In this step, you will set up your Raspberry Pi.
If you already have a microSD card with Raspbian, Debian or Ubuntu OS installed, you can start from “Installing the libraries”.
In this workshop, we will use Raspberry Pi OS.
Download Raspberry Pi OS with desktop from the Raspberry Pi website.
Use a writer software such as balenaEtcher to burn the downloaded OS image to a microSD card.
If you want to connect to your Raspberry Pi via SSH in the following steps,
create an empty file named ssh
in the root directory of the microSD card after the writing process.
Also, if you want to connect your Raspberry Pi via wireless LAN,
place the wpa_supplicant.conf
file in the root directory of the microSD card.
Example configuration of wpa_supplicant.conf
country=US
ctrl_interface=DIR=/var/run/wpa_supplicant GROUP=netdev
update_config=1
network={
ssid="Wi-Fi SSID"
psk="Wi-Fi Passphrase"
}
Once the OS has been written, insert the microSD card into the Raspberry Pi and connect the power supply to the Raspberry Pi.
In the following steps, you will see commands to be executed in two terminals: the Raspberry Pi terminal and the terminal of the PC for operation. Be careful not to use the wrong terminal to execute the commands.
Once the Raspberry Pi has booted, you can either run a terminal on Raspberry Pi or connect to the Raspberry Pi via SSH.
All of the commands below must be executed on the Raspberry Pi.

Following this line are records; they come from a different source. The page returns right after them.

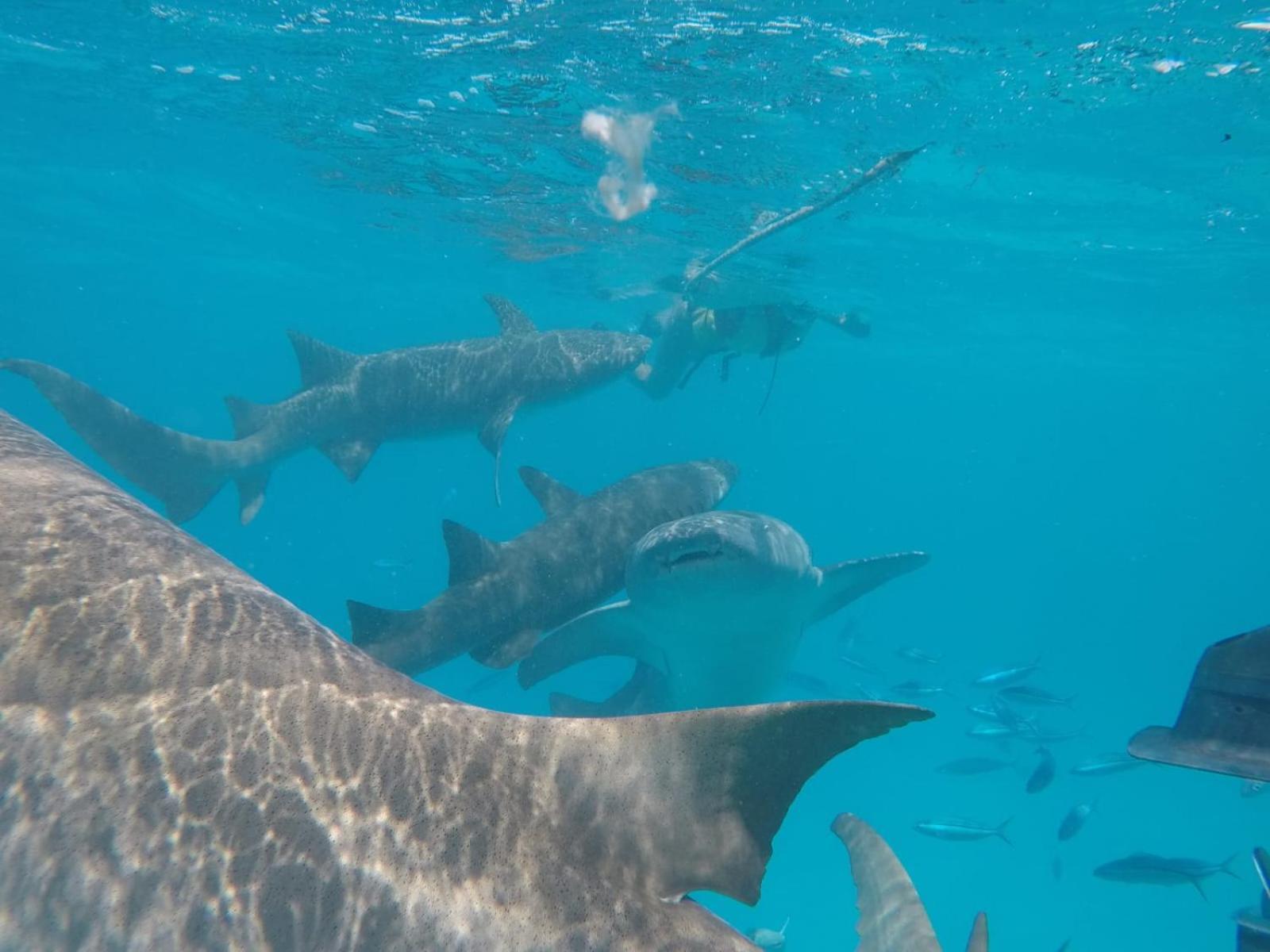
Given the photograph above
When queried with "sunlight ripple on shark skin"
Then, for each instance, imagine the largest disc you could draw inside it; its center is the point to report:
(717, 606)
(347, 406)
(228, 774)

Make sure that the terminal displays something like pi@raspberrypi
when you run it.
Execute the following commands to update the package list and install the libraries needed to build the SDK.
sudo apt update
sudo apt install -y automake build-essential cmake git pkg-config libgstreamer-plugins-base1.0-dev gstreamer1.0-omx-rpi
If you use Ubuntu or Debian instead of Raspberry Pi OS, please remove gstreamer1.0-omx-rpi
.
If you use macOS, install cmake
, gstreamer
and gst-plugins-base
using Homebrew.
That’s all for the Raspberry Pi setup. The next step is to install the SDK.